Along with possible attempts to influence her politically, Redfern raised concerns pertaining to the economy and security in the North. She says she was wary of China’s “polar Silk Road,” and how the regime has been funding infrastructure projects in the developing world, which it then uses to advance its strategic interests.
“Being economically vulnerable could ... put us in a situation of vulnerability with respect to our security,” says Redfern, adding that Beijing potentially saw her as a soft target and someone with relatively good access to different levels of government.
Northern VisitsRedfern was mayor of Iqaluit, the capital of Nunavut, a vast region that stretches across most of the Canadian Arctic, from 2015 to 2019. She doesn’t recall precisely when she was offered free trips to China or who exactly made the in-person invitation, but it didn’t come from a Chinese official; rather, it came from someone acting on Beijing’s behalf.
Various Chinese officials would also come on their own to the North, she said, noting China’s interest in seal products, as well as fish and shrimp from the region.
Redfern also says that bad government policy has led to Chinese equipment ending up in the North’s telecommunications system.
“Yes, the Government of Canada has banned Huawei with respect to only 5G technology, nothing else,” she says.
With the infrastructure deficit in the North, Redfern is calling on Bay Street bankers and Canadian pension funds to invest in northern projects and communities instead of in China.
Mutual InterestCurrent interest in Canada’s northern communities by Chinese entities is difficult to gauge. The Canadian Council for Aboriginal Business (CCAB) declined to comment on the issue of Chinese attempts to make inroads with First Nations.
The current mayor of Iqaluit, Solomon Awa, told The Epoch Times through a spokesperson he was never offered any free trip to China. Nor was his predecessor Kenny Bell.
Former Canadian Security Intelligence Service (CSIS) executive Dan Stanton says that Beijing’s attempts to create links with indigenous peoples is “rather dated.”
The opposite was taking place as early as six years ago, with one First Nations organization in British Columbia seeking to strengthen links with China.
The British Columbia First Nations Energy and Mining Council (FNEMC) launched its “China Strategy” in 2011, seeking to gain from Chinese investments in natural resources.
The organization says the reason that the First Nations of British Colombia and China can enjoy good relations is based on the “history of marginalization” of indigenous people and Chinese immigrants.
The Epoch Times asked FNEMC whether it is still pursuing its China strategy in the current context but didn’t hear back by publication time.

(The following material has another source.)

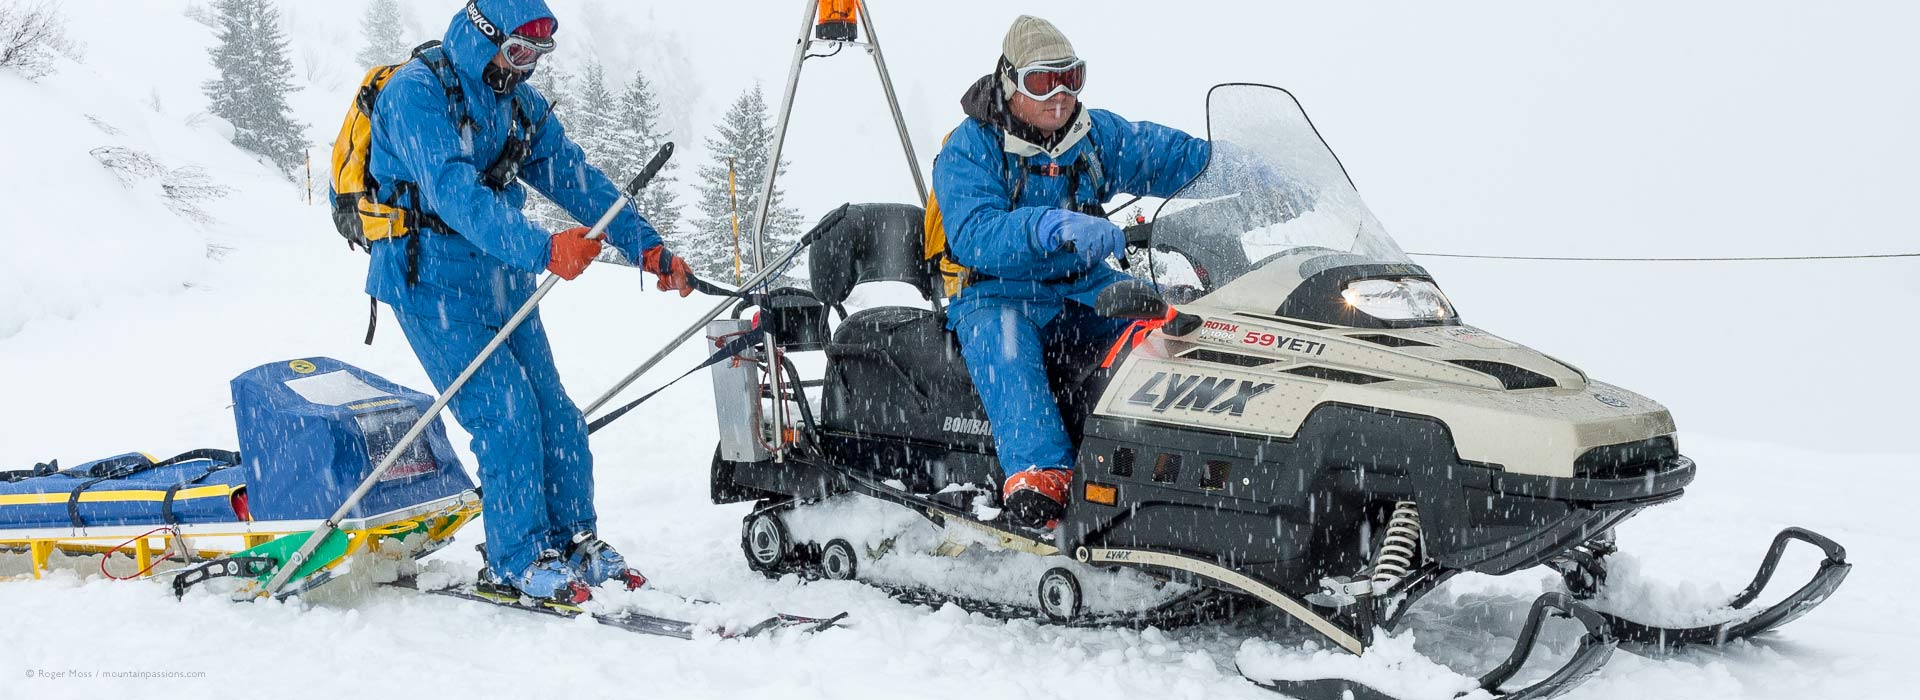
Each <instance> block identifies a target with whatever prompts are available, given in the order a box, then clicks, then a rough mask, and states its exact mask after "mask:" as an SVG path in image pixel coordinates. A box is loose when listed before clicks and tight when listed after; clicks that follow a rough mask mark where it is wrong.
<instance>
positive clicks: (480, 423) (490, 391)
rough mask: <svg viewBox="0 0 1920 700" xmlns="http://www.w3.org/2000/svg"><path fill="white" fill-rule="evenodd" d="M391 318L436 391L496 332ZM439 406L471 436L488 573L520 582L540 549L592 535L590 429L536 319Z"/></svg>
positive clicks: (444, 320) (470, 326)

Common PhenomenonThe issue of Beijing offering free trips to China is not novel, but specific cases are rarely discussed.

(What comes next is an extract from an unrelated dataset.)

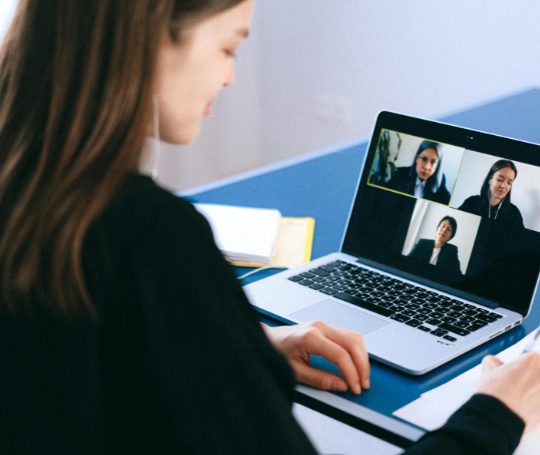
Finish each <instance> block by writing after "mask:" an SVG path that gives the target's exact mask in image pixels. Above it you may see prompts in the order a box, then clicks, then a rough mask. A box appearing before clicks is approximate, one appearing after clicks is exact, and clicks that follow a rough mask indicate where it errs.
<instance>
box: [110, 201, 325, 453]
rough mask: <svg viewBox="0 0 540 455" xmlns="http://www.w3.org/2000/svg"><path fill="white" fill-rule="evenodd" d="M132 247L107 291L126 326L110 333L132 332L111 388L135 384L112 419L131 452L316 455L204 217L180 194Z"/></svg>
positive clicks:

Redfern says in her role as mayor, she had the opportunity to network with other mayors from across the country through the Federation of Canadian Municipalities and she says some of them went on China trips.
“It definitely felt like as if it was a combination between ... targeted individuals of potential interest to a bit of a scattershot,” she says.
The Epoch Times asked the federation to comment on the matter but didn’t receive a response by press time.
The trips had been organized by billionaire real estate investor and former Chinese military officer Li Zhe, who is reportedly tied to the United Front Work Department.
Global said its investigation raised questions “about whether the Canadian mayors were unwittingly drawn into an influence campaign aimed at improving perceptions of China and reducing criticism of human rights abuses.”